Even without going for a top of the range phone, so many mobiles now have cameras that reach similar results as any standard digital camera. I only recently discovered the wealth of settings I can manipulate on my Samsung S5, and, particularly after employing the HDR function, found myself with holiday snapshots of such high quality I can still barely believe I captured them myself with the same dinky gadget I use to send ugly selfies to my friends on Snapchat.

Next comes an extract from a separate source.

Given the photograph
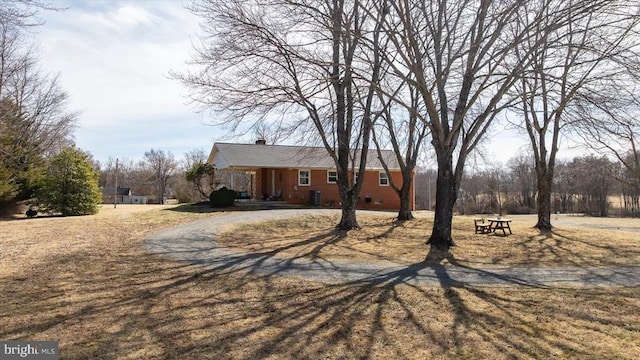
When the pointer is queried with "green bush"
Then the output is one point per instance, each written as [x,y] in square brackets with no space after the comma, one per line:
[222,197]
[70,184]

That, of course, goes further in explaining why people are abandoning their Canons and sticking to Apple: when we can achieve the same level of image quality from the pocket-sized phone that is by our side all day every day, why would we go out of our way to take another, bulkier piece of technology too? Mobile phones have steadily and stealthily become the easy and accessible way of carrying everything we need. In a culture of social media that is becoming more and more geared to sharing our life through images (Facebook, Instagram, Snapchat, Tumblr), the ease with which smartphones allow us to upload the pictures we take far outstrips any camera. Gone are the days of passing around a small-screened camera at a family gathering so everyone can see your Majorca holiday snaps, now with a click of a button those photos can be sent to anyone, anywhere – almost instantly.
Captured on a Samsung S5 using the HDR function
It would be easy to say that this technology has made us lazier, to curse the very smartphones that we rely on for pushing us ever closer to the obese, inert examples of human beings seen in ‘Wall-E’. But really, is that claim founded? Most of the standard digital cameras possessed the same amount of options and settings that the user could manipulate as the new smartphone cameras have. Beyond that, they both demanded the same amount of effort from the shooter: simply pressing a button.
If anything has changed, it is only that now rather than finding out the specific computer cable (that inevitably would have slithered around ten other almost identical-looking cables) and waiting a lifetime to upload the files to your desktop, then again to Facebook, we can now share our memories with a simple click and a little sprinkle of internet access.
Yes, like most old technology, point and shoot cameras seem to have shuffled into obsolescence. But don’t blame smartphones for giving them a hefty nudge in that direction. Revel, instead, in the way people have come so far as to incorporate the same, if not higher, quality of camera into that quiet little saviour we keep in our pockets.
And if the nostalgia hits too hard, remember: you can always pick up disposable cameras on the cheap at your local drugstore. Happy snapping!